2. In `gitlab-com/content-sites/handbook` (this repository): this blueprint — states table, transitions table, future-work table.
Cross-link the two MRs and merge them together.
Integer values are append-only — assign the next free integer, regardless of lifecycle position.
## Service entry points
Every user-driven transition has a dedicated service that wraps the state-machine event with authorization, idempotency, and audit logging. Each one follows the same shape:
1. Check authorization through `OrganizationPolicy`.
2. Verify the current state is a valid source for the event.
3. Invoke the event with `transition_user: current_user`.
4. Surface state-machine errors as the service response if the transition did not happen.
5. Emit an audit-log event and return a successful `ServiceResponse`.
-`SoftDeleteService` requires the Organization to be empty (no groups nor projects) — soft deletion only hides, and is reversible.
-`HardDeleteService` enqueues the background hard-deletion worker on success; the worker performs the row destruction. Hard deletion is for legal/GDPR follow-through and is not exposed in the standard UI.
## Error handling
When a transition fails (a guard returns `false`):
-`update_state_metadata_on_failure` writes the error to `state_metadata['last_error']` and saves the detail record.
-`log_transition_failure` emits a structured error log.
-`organizations.state` is **never** modified on failure.
If a hard-deletion worker fails partway, the Organization stays in `deletion_in_progress` with `last_error` populated. Recovery is by re-running an idempotent worker, not a state-machine backward transition. A dedicated recovery transition can be added later if we need it.
## Future work
The state machine is in place; the service and API surface still need work:
"Rename pending" rows are issues originally framed around `schedule_deletion` / `cancel_deletion` / `start_deletion` that need re-scoping to the soft-delete / restore / hard-delete naming. Finder changes to hide `soft_deleted` Organizations from non-owners are tracked in [#594312](https://gitlab.com/gitlab-org/gitlab/-/work_items/594312).

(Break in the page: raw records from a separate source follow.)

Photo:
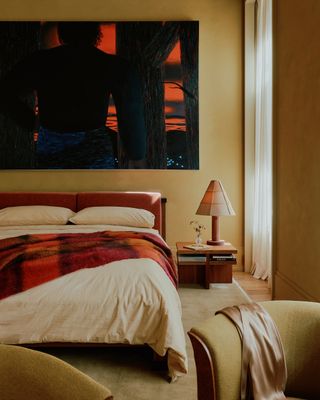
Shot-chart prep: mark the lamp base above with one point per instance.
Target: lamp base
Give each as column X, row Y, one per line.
column 215, row 242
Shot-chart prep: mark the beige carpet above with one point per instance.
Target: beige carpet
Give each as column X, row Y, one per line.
column 129, row 372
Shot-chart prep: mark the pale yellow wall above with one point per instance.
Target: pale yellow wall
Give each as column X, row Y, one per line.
column 221, row 115
column 297, row 141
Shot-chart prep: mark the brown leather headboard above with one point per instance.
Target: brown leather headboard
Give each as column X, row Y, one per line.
column 77, row 201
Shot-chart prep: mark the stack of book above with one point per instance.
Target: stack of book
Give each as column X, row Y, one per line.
column 223, row 257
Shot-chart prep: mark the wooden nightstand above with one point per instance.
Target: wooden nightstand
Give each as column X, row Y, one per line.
column 205, row 266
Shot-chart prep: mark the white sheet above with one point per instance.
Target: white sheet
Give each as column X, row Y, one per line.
column 129, row 301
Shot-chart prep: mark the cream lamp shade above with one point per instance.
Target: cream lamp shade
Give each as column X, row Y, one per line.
column 215, row 202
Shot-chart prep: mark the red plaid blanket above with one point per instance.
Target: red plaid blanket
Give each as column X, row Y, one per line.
column 29, row 260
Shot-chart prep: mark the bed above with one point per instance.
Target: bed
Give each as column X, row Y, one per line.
column 131, row 301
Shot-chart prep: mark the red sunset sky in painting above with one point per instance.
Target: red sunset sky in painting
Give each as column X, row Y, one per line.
column 174, row 100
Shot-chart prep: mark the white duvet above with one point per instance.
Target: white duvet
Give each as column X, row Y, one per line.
column 129, row 301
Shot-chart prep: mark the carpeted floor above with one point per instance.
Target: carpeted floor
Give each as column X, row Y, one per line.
column 130, row 372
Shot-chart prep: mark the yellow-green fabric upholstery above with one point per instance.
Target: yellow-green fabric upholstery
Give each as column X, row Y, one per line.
column 29, row 374
column 299, row 327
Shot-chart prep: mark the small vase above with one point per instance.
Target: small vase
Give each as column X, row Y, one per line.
column 198, row 239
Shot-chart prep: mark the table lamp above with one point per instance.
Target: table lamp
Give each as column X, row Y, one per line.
column 215, row 202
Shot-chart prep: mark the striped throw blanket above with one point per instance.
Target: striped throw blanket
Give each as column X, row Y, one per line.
column 30, row 260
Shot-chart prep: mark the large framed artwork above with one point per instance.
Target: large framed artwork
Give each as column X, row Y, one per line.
column 99, row 95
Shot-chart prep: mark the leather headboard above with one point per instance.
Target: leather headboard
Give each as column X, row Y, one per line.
column 77, row 201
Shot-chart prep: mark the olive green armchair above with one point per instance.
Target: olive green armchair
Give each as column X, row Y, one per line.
column 29, row 374
column 217, row 350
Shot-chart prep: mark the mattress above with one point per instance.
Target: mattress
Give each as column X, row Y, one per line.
column 130, row 301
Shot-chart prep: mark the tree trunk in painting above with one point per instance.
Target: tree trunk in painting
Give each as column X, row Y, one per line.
column 147, row 45
column 189, row 37
column 17, row 40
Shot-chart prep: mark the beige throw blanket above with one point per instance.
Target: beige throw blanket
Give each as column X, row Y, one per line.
column 263, row 361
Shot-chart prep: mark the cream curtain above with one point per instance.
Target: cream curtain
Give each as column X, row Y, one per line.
column 262, row 214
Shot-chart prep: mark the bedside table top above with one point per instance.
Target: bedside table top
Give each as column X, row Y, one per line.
column 226, row 248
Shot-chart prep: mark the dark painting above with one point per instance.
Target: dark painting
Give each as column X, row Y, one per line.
column 99, row 95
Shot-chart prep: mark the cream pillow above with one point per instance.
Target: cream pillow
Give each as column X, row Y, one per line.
column 35, row 215
column 124, row 216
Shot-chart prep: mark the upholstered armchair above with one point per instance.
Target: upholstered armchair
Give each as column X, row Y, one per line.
column 29, row 374
column 217, row 350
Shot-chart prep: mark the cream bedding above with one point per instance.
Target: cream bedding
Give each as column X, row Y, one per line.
column 129, row 301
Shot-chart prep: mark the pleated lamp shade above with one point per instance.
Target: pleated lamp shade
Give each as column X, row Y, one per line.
column 215, row 202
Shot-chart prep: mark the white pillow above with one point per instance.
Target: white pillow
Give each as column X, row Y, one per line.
column 35, row 215
column 124, row 216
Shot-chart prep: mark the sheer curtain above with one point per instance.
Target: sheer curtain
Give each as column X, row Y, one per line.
column 262, row 213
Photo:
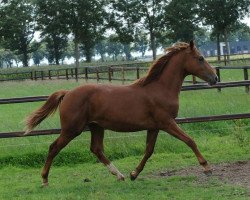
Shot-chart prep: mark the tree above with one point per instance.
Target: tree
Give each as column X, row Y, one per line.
column 241, row 32
column 181, row 19
column 123, row 19
column 151, row 13
column 114, row 48
column 51, row 23
column 17, row 27
column 141, row 42
column 85, row 20
column 39, row 54
column 101, row 48
column 222, row 15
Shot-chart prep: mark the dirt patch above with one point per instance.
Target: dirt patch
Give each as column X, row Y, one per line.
column 237, row 173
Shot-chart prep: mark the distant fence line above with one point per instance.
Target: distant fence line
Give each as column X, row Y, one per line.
column 184, row 88
column 105, row 73
column 178, row 120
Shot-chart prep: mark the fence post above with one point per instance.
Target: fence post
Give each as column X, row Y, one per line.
column 67, row 74
column 76, row 74
column 97, row 74
column 86, row 73
column 123, row 75
column 49, row 74
column 109, row 74
column 225, row 59
column 194, row 79
column 137, row 72
column 35, row 75
column 42, row 75
column 219, row 79
column 246, row 78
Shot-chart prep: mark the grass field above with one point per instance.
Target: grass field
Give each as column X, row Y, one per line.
column 22, row 158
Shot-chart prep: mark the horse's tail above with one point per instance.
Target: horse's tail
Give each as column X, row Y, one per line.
column 47, row 109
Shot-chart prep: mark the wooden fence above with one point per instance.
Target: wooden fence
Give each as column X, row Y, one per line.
column 178, row 120
column 95, row 72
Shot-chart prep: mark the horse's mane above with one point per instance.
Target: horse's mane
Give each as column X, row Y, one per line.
column 158, row 66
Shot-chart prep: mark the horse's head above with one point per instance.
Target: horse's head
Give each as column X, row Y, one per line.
column 198, row 66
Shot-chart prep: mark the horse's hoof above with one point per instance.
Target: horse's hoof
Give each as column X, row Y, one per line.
column 208, row 172
column 44, row 185
column 133, row 176
column 121, row 178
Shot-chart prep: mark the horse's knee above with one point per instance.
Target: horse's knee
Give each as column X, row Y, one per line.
column 190, row 142
column 95, row 150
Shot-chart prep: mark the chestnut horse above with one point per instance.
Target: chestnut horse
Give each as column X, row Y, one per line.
column 151, row 103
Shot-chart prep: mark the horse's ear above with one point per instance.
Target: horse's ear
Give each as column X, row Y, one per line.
column 191, row 43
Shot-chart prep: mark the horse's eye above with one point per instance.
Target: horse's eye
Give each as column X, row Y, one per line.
column 201, row 58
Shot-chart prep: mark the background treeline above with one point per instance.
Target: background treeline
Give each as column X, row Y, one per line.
column 112, row 29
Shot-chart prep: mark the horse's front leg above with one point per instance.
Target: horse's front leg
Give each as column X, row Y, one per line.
column 174, row 130
column 150, row 144
column 97, row 135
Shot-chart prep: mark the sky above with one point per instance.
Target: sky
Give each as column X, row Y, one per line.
column 246, row 20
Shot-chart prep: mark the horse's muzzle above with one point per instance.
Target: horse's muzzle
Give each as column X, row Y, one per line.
column 213, row 79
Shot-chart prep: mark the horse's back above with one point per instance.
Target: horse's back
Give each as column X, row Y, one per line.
column 121, row 108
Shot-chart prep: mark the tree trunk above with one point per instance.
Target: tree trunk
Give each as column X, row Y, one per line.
column 88, row 55
column 25, row 58
column 152, row 43
column 127, row 51
column 77, row 53
column 227, row 46
column 218, row 45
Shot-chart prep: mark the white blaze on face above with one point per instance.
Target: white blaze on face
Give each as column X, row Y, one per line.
column 113, row 170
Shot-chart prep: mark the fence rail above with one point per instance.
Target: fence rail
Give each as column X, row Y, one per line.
column 184, row 88
column 178, row 120
column 95, row 72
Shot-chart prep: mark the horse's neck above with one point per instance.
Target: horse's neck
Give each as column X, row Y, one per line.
column 173, row 76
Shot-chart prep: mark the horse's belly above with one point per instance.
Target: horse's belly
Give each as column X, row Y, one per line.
column 125, row 126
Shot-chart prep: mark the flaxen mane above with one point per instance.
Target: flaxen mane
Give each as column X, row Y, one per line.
column 159, row 65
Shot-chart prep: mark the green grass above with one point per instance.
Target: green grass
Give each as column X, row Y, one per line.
column 21, row 159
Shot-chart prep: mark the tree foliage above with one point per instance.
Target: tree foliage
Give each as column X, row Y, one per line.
column 17, row 27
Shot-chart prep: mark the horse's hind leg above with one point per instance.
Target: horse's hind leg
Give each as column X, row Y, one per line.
column 54, row 149
column 174, row 130
column 97, row 135
column 150, row 144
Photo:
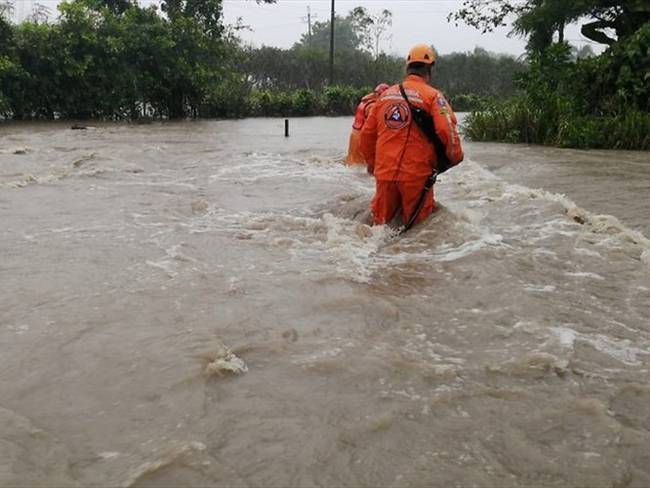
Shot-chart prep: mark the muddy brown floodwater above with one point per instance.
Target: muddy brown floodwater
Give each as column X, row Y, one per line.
column 199, row 304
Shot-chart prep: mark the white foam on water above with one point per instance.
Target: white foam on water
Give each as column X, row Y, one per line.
column 606, row 225
column 593, row 276
column 623, row 350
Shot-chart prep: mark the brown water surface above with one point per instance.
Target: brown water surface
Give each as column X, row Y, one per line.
column 199, row 304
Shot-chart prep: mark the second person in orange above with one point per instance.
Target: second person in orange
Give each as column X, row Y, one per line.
column 398, row 153
column 363, row 110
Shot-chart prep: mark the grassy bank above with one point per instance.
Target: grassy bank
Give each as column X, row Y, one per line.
column 520, row 121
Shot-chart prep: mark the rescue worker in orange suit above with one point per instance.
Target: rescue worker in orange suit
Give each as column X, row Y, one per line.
column 363, row 110
column 398, row 153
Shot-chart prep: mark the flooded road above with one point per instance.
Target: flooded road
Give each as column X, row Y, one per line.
column 200, row 304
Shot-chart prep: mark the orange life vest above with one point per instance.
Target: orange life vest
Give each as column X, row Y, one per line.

## Relationship with Organization Isolation
Lifecycle and [Isolation](isolation.md) are orthogonal. Lifecycle answers *"Is this Organization operational?"*; isolation answers *"How strictly are its data boundaries enforced?"*. They do not share a state machine, and isolation flags can be set independently of soft-deletion.
One dependency: the first isolation step (`isolation_desired`) requires the Organization to be `active`. Triggering isolation in `unconfirmed` or `confirmed` would be premature.
## Open Questions
### Concurrency and locking
Two actors could try to transition the same Organization at once — for example, an owner restores while an admin hard-deletes. Current lean: optimistic locking on `lock_version` is enough. All transitions are human-driven, so contention should be rare. If real-world conflict rates are higher than expected, we can either add a custom pessimistic-lock helper or migrate to [AASM](https://github.com/aasm/aasm#pessimistic-locking), which supports pessimistic locking natively. Decide before the first user-facing surface ships.
### Recovery from `confirmed`-state failures
If background provisioning fails after `confirm`, the Organization stays in `confirmed` indefinitely — there is no path back to `unconfirmed` or forward to a `failed` state. Are we relying on idempotent retries, or do we need a recovery transition? To be decided.
### Initial state for user-created Organizations
`unconfirmed` fits the case where GitLab provisions an Organization for a customer. Once end users create Organizations themselves (post-GA), there is no provisioning step to confirm. Two options:
- Run `confirm` + `activate` synchronously inside the creation service, so `ConfirmationService` side effects still execute.
- Allow `unconfirmed → active` directly (or default user-created rows to `active`) when no side effects are needed.
The choice depends on what side effects, if any, are bound to confirmation by the time self-service ships. See [MR thread](https://gitlab.com/gitlab-com/content-sites/handbook/-/merge_requests/19693#note_3328588386).
### Retention window for `soft_deleted`
Should `restore` be available indefinitely, or expire after a retention window (after which only `hard_delete` is legal)? Indefinite is simplest; a fixed window (for example, 30 days) would match the prior delayed-deletion behavior and GDPR expectations. Decide before `restore` ships behind a UI.
## Alternative Solutions
See [ADR 009](decisions/009_state_machine.md) for the rationale for using a state machine over simpler data models.